En términos generales, en ambos segmentos se detectaron importantes niveles de confianza hacia las vacunas. No se detectaron problemas de acceso, pero sí oportunidades de mejora en cuanto a la comunicación.


Posteriormente, se realizaron dos tandas de grupos focales en los que jóvenes de entre 15 y 25 años, madres y padres, y adultos mayores a 60 años fueron expuestos a distintas piezas comunicacionales para determinar qué estilos eran más efectivos a la hora de incentivar la acción y la vacunación en general.


Se observó que una campaña de comunicación para ser efectiva como movilizadora de la acción, debe ser concisa, visualmente fácil de decodificar y contundente respecto de lo que se desea comunicar, evitando redundancias y elementos que distraigan del mensaje principal. A su vez, debe apelar a un público diverso, atendiendo a las necesidades y códigos de interpelación específicos de cada segmento poblacional.


De los grupos focales podemos inferir que existe un importante nivel de confianza en relación a las vacunas y la vacunación en general.

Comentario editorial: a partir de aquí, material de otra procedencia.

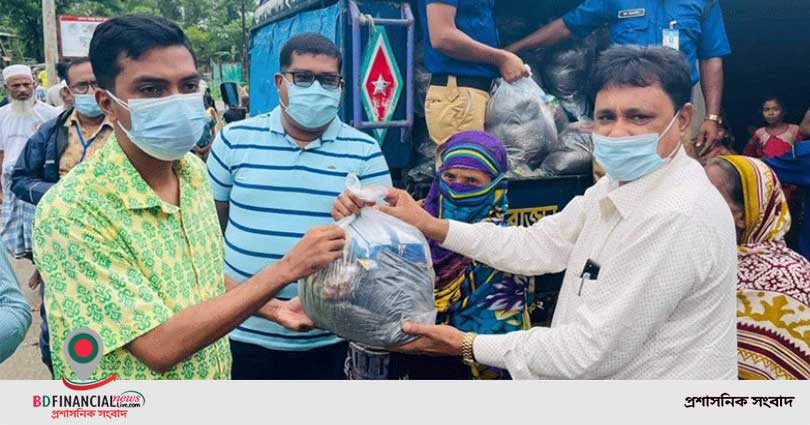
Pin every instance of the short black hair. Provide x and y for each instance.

Sin embargo, se realizaron varios comentarios de tinte negativo en relación a la vacuna de la COVID-19, principalmente radicados en la falta de información y claridad al respecto, hallándose un vínculo directo entre la confianza y desinformación.


Para este año tenemos previsto llevar adelante la última etapa, que consiste en un estudio cuantitativo mediante un sondeo experimental a nivel nacional en redes sociales para testear, de manera individual, la eficacia de los mensajes positivos que tienen como objetivo acabar con los conceptos erróneos, promover el acceso a información y aumentar la confianza en las vacunas.


Completado este trabajo, esperamos contar con un conjunto de piezas de comunicación que formen parte de una campaña sobre vacunas que pueda ser ofrecida a decisores públicos que tengan interés en aumentar las tasas de cobertura de vacunas en general.